Очень не хочется отправлять читателя к моим писаниям тех лет, когда я колесил по заграницам представителем самой передовой литературы в мире. Хотя экскурс тот весьма любопытен…
Не буду приводить текстуально (немного стыжусь), но смысл рассуждений об эмиграции сводится в основном к следующему — нельзя отрываться от родной почвы, иссякаешь, чахнешь, злобствуешь…
Были ли основания писать именно так? И да и нет. Да — потому что те немногие эмигранты, с которыми столкнула меня судьба, произвели на меня грустное впечатление. Старый парижский таксист из экспедиционного корпуса, озлобленный белоэмигрант в Гро дю Руа, на юге Франции, совсем молоденький пацан Ника Дасенко, сын эмигрантов из так называемой второй эмиграции, влюбленный во все русское и даже советское. Ну и еще два-три персонажа. Вот и все. Грустно…
Да, грустно. Но не только грустно. Попав впервые на Запад, я не смог разобраться, вникнуть по-настоящему (куда там разбираться — приемы, встречи, Лувры, Париж…) в то сложное явление, которое называется эмиграцией. Да и что знали мы о ней? «Бег» Булгакова, генералы за рулем такси, неистово злобствующие, доживавшие свой век Мережковский и Гиппиус, бедствующий, недобрый Бунин, тоскующий по родине Рахманинов, сошедший с ума Нижинский…
Отрезанные от внешнего мира, мы и понятия не имели, что эмиграция не только бедствовала и тосковала, но и сохранила культуру, великую русскую культуру. Русский балет! Не Моисеев, покоряющий, но уже не удивляющий нынешних парижан своей отточенной техникой и дисциплиной, а тот, дягилевский, ищущий и находивший, Павлова, Фокин, все тот же Нижинский — вершина русского, а значит, и вообще балета… Бенуа, Сомов, Бакст, Билибин, Серебрякова! «Мир искусства» — изящный, тонкий, благородный и такой русский — в Париже! И литература вовсе не «влачила», а жила, нелегкой, трудной, во многом противоречивой, но жизнью. Не буду перечислять, один Набоков чего стоит. А мы-то о нем знали только так, понаслышке, какая-то там «Лолита» есть, ужасно неприличная, а потому и бестселлер, на Западе только так и пробьешься. А «Современные записки»? Я впервые узнал о них, увидев на полке у Евтушенко лет через десять после того, когда они прекратили свое существование.
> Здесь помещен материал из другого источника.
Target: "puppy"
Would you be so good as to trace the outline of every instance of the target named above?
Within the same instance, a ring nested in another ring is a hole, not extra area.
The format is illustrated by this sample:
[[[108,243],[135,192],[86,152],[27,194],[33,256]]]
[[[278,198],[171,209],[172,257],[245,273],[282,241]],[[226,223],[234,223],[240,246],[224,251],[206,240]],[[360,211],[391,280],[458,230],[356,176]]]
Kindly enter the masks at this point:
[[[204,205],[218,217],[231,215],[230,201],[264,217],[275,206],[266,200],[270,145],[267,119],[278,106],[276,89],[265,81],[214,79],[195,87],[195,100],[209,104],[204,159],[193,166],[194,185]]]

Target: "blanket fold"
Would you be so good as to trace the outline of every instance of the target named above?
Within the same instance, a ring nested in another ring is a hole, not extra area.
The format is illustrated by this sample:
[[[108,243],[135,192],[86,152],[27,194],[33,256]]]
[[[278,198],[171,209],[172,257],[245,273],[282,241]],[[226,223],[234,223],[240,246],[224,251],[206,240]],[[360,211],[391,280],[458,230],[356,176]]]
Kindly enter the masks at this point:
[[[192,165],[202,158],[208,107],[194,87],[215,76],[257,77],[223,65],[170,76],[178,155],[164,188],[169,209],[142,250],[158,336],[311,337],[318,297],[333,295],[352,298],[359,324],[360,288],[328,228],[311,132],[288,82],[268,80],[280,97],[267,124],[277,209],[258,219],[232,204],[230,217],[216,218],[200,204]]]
Я ограничился страничкой, а об этом писать и писать…
Стою над могилой Ремизова. В Париже. На кладбище Сен-Женевьев де Буа — самом красивом кладбище в мире. Покой, тишина, березки. Русское кладбище. Церквушка русская, православная, луковки. Ни бумажки, ни окурка…
А почему я не стою над могилой Мандельштама? Ну, не я, я далеко, кто-нибудь другой? А кто и куда приносит цветы Марине Цветаевой?
Книги ее я покупаю в магазине «Глоб», в Париже, на рю де Бюси. И отправляю в Союз. Желательно оказией, чтоб не украли на таможне. Булгакова тоже. И — хи-хи! — Джека Лондона и Дюма тоже. Подписался в том же «Глобе» и посылаю.
А Ремизова, забавно-безумные рисунки его, я молча разглядывал и читал недавно в Париже. На выставке русских «нонконформистских» (словечко же ж!..) художников в Palais des Congres.[30]
Русское искусство в Париже…
В трех или четырех залах этого самого дворца у Porte Maillot.[31] — башня его видна со всех концов Парижа — москвичи и ленинградцы. Рабин, Зеленин, Зверев, Шемякин, те самые, которых давили бульдозерами в Москве (так и вошла она, та выставка, в историю русского искусства под названием «бульдозерная»!). Если повернуть не направо, к выставке, а налево, — касса, где продают билеты на Моисеева. Он тут же, в том же Палэ. Над входом две громадные вывески-плакаты — «Балет Моисеева» и «Выставка русских художников»… Советскому посольству, кстати, это не понравилось. Приходили двое к палэ-де-конгрессному начальству, жаловались, провокация, мол. Начальство и бровью не повело — «а по-нашему — свобода», сказало оно.